Arkwright and friend, clock maker John Kay, worked with spinning where the thread was drawn through four pairs of rollers, each moving faster than the pair before. Although this was not their idea, they worked on this together. They planned to invent a new machine which could spin a much larger number of threads and make them either as fine or as hard as they wished.

Arkwright took out his first patent in 1769; his spinning or water frame (as it was more commonly known) consisted of two large sets of rollers turning on each other, rather like an old- fashioned clothes wringer. One roller of each pair was made of steel, and finely grooved. The other was covered in leather. The fibres of the cotton plant were drawn through the grooves, compressed and stretched. Spindles then took the yarn and twisted it.

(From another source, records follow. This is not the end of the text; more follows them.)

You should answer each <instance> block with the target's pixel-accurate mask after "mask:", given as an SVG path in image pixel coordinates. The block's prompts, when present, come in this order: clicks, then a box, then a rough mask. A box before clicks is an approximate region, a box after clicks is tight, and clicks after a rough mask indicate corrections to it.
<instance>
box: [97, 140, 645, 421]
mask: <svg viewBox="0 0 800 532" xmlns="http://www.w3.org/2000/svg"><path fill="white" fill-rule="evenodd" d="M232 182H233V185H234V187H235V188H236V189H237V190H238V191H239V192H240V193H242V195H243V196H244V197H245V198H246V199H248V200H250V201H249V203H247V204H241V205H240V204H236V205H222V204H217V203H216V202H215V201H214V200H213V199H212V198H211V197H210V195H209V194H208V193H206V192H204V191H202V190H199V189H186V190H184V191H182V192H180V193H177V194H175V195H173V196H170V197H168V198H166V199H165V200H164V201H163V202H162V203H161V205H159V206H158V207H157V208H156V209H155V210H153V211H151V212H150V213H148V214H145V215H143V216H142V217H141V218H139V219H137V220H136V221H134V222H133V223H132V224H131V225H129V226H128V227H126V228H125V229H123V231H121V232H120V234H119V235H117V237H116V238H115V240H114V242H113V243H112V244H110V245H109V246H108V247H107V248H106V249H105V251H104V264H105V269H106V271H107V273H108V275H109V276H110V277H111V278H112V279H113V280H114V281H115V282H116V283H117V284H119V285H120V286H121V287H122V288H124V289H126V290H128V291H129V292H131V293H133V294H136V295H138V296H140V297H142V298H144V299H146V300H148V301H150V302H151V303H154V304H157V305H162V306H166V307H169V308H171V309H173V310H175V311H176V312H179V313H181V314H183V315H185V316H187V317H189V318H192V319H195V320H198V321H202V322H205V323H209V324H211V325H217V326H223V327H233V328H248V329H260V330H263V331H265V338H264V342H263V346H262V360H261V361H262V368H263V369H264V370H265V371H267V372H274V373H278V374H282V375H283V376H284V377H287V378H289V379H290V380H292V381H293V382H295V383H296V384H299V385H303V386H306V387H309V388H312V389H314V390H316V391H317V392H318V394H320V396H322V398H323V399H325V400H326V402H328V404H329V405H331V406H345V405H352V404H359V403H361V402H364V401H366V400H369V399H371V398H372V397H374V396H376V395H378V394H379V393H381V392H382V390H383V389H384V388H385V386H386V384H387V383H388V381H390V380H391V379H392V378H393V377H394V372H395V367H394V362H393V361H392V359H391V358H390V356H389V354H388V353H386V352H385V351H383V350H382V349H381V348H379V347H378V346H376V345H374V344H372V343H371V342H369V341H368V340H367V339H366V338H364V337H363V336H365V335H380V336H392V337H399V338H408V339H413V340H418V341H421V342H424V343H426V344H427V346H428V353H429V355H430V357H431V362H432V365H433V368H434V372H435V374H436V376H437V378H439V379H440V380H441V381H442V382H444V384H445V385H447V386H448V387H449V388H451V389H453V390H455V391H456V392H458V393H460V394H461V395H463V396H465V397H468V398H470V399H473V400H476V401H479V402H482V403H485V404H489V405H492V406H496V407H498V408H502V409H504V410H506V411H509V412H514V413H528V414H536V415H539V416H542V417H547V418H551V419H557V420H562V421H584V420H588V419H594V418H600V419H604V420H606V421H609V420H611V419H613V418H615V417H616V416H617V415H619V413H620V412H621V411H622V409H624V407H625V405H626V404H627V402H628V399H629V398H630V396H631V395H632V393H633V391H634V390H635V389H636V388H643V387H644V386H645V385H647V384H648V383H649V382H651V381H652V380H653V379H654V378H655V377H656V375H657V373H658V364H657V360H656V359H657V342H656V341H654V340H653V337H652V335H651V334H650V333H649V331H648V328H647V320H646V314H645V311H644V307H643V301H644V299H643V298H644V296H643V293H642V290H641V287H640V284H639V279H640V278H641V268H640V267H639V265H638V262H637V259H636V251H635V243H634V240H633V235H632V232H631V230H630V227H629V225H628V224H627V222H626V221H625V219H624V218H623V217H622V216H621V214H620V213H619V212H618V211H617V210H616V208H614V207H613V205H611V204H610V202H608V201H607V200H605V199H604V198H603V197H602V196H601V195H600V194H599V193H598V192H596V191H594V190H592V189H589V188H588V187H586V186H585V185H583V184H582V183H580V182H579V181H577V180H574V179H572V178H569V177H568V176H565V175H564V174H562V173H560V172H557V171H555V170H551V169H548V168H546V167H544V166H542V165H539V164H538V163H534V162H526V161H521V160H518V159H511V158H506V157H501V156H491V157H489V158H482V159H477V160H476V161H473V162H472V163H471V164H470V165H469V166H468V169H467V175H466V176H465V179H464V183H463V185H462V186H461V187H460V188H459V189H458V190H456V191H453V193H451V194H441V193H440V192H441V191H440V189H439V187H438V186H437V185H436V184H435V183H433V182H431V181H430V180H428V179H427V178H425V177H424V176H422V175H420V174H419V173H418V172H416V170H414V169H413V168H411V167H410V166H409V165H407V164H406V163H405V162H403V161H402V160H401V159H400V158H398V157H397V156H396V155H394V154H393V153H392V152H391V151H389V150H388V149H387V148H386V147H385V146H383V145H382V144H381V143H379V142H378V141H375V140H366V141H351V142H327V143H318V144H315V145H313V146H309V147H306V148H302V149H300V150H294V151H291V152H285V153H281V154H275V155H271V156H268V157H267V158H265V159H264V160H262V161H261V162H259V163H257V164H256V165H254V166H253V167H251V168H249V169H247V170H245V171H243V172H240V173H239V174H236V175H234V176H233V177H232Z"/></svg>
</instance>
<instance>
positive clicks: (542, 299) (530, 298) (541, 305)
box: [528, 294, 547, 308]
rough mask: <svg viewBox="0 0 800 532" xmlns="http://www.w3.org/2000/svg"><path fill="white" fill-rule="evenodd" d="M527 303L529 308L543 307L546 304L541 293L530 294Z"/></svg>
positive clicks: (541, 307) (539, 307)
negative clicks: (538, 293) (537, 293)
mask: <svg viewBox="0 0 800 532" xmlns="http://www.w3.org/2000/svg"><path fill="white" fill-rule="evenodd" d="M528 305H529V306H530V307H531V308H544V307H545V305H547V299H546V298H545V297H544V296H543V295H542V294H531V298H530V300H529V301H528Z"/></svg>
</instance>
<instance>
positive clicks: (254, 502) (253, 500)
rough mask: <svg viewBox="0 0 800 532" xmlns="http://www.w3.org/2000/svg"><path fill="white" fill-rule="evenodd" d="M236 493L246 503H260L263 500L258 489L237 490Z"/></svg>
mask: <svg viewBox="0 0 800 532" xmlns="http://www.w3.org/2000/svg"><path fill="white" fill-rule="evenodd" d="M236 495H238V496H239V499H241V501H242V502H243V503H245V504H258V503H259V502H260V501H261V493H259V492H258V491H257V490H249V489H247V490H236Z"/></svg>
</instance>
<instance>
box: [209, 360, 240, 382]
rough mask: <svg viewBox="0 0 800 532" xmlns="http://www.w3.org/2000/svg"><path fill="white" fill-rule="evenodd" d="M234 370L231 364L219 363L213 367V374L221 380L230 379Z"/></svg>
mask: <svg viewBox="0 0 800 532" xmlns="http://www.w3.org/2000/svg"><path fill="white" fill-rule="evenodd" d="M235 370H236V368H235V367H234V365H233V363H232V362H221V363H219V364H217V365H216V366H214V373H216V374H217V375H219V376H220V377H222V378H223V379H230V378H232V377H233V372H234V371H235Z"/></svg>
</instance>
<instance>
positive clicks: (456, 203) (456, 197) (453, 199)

In 1767, Arkwright fled to Nottingham with a man called Hargreaves and there he met Jedediah Strutt of Derby and together they opened Arkwrights' first factory in 1771 after their role models, the Lombe Brothers, who had used water power to drive silk- spinning machines. Arkwrights machine was driven by horses. who pulled the rollers by leather belt halters. He then used water power and then finally the improved steam engine which was invented around that time by James Watt.